[英]std::function in template function
I was trying to write a template function which can accept functor as parameter and call it afterwards. 我试图编写一个模板函数,它可以接受仿函数作为参数并在之后调用它。 The program is as follows:
该计划如下:
#include <iostream>
#include <functional>
using namespace std;
template<typename R, typename... Args>
R call(function<R(Args...)> fun, Args... args)
{
cout << "call@ " << __LINE__ <<endl;
return fun(args...);
}
int main()
{
cout << call(std::plus<int>(),1,2) <<endl;
return 0;
}
The G++ compplains: G ++ compplains:
g++ -c -Wall -std=c++0x -I../include a.cpp -o a.o
a.cpp: In function ‘int main()’:
a.cpp:16:38: error: no matching function for call to ‘call(std::plus<int>, int, int)’
a.cpp:16:38: note: candidate is:
a.cpp:7:3: note: template<class R, class ... Args> R call(std::function<_Res(_ArgTypes ...)>, Args ...)
a.cpp:7:3: note: template argument deduction/substitution failed:
a.cpp:16:38: note: ‘std::plus<int>’ is not derived from ‘std::function<_Res(_ArgTypes ...)>’
make: *** [a.o] Error 1
I suppose std::plus<int>()
could be deduced to std::function<int(int,int)>
, but it didn't. 我想
std::plus<int>()
可以推导到std::function<int(int,int)>
,但它没有。 Why was that? 那是为什么? GCC is
gcc version 4.7.2 20120921 (Red Hat 4.7.2-2) (GCC)
GCC是
gcc version 4.7.2 20120921 (Red Hat 4.7.2-2) (GCC)
I suppose std::plus() could be deduced to std::function
我想std :: plus()可以推导为std :: function
No. It could not be deduced given that you have passed an object of type std::plus<int>
. 不可以。
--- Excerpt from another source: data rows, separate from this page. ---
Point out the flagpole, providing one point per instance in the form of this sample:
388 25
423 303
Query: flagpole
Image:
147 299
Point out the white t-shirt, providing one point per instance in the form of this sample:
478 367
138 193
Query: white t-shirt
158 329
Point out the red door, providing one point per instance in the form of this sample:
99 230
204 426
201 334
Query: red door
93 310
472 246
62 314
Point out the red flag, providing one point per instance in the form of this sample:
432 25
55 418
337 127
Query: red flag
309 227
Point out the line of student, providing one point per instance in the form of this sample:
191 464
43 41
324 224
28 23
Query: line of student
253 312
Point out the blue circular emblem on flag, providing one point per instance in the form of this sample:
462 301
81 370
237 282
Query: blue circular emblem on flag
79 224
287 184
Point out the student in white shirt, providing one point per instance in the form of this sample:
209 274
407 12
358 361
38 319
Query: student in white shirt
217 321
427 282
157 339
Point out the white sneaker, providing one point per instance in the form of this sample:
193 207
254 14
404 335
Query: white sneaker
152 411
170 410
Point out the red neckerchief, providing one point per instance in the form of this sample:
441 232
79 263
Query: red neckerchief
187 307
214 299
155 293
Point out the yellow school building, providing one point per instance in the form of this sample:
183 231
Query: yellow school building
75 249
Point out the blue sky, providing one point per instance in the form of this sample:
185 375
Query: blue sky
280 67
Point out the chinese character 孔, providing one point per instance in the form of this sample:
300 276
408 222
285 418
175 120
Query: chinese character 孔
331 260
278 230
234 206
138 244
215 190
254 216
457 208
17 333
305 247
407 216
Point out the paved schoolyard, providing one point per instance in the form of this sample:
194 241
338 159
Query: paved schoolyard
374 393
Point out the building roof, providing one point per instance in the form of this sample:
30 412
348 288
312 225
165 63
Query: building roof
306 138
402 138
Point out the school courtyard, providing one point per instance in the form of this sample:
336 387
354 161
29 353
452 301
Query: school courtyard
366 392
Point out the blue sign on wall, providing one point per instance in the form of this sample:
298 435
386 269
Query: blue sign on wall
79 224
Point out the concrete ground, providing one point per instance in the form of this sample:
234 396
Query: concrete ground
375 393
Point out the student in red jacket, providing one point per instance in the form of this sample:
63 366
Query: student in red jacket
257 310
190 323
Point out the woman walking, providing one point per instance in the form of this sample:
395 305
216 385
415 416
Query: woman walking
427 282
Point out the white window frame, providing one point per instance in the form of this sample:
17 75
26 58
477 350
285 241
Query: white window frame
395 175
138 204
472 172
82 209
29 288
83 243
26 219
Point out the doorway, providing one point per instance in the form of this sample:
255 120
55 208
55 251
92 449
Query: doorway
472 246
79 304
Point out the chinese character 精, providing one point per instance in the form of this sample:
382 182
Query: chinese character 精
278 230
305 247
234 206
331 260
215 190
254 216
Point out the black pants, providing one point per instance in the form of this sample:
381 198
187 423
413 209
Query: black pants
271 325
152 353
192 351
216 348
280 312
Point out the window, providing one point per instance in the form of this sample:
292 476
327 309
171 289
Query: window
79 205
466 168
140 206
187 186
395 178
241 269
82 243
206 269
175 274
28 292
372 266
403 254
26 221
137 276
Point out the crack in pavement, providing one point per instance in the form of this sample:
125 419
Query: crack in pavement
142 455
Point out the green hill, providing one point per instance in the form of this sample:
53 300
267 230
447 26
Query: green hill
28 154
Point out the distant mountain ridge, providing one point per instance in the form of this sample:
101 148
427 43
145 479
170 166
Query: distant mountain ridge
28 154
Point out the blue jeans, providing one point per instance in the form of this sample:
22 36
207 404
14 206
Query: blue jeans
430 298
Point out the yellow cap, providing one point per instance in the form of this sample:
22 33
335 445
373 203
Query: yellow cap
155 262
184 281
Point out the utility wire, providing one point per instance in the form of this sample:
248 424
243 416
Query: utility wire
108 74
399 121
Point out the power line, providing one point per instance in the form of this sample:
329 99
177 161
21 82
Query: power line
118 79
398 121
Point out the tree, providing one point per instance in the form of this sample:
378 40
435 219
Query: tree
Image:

鉴于您已经传递了
std::plus<int>
类型的对象,因此无法推断出。
In your case, you do not need to use std::function
, as generally you would mostly use it when storing different functions/function objects that can be called with a specific signature. 在您的情况下, 您不需要使用
std::function
,因为通常在存储可以使用特定签名调用的不同函数/函数对象时通常会使用它。
With that, you can just have your call
function accept the function/function object directly, with its original type deduced, without using std::function
. 有了它,你可以让你的
call
函数直接接受函数/函数对象,推导出它的原始类型,而不使用std::function
。 Also, you might also want to use perfect forwarding when accepting the parameters and use std::forward
when passing them as arguments to the function/function object. 此外,您可能还希望在接受参数时使用完美转发,并在将它们作为参数传递给函数/函数对象时使用
std::forward
。 You should also use the return type of your function as the return type of call
. 您还应该使用函数的返回类型作为返回
call
类型。 Use C++11's trailing return type with decltype
for that. 使用C ++ 11的尾随返回类型和
decltype
。
#include <iostream>
#include <functional>
using namespace std;
template<typename R, typename... Args>
auto call(R fun, Args&&... args) -> decltype(fun(std::forward<Args>(args)...))
{
cout << "call@ " << __LINE__ <<endl;
return fun(std::forward<Args>(args)...);
}
int main()
{
cout << call(std::plus<int>(),1,2) <<endl;
return 0;
}
As what @Jan Hudec has commented , __LINE__
in there will always result the same in all calls to call
, whatever function is passed. 至于什么@Jan邬达克也评论说 ,
__LINE__
中总会导致相同的所有呼叫call
,无论函数传递。
It can't deduce the template arguments. 它无法推断出模板参数。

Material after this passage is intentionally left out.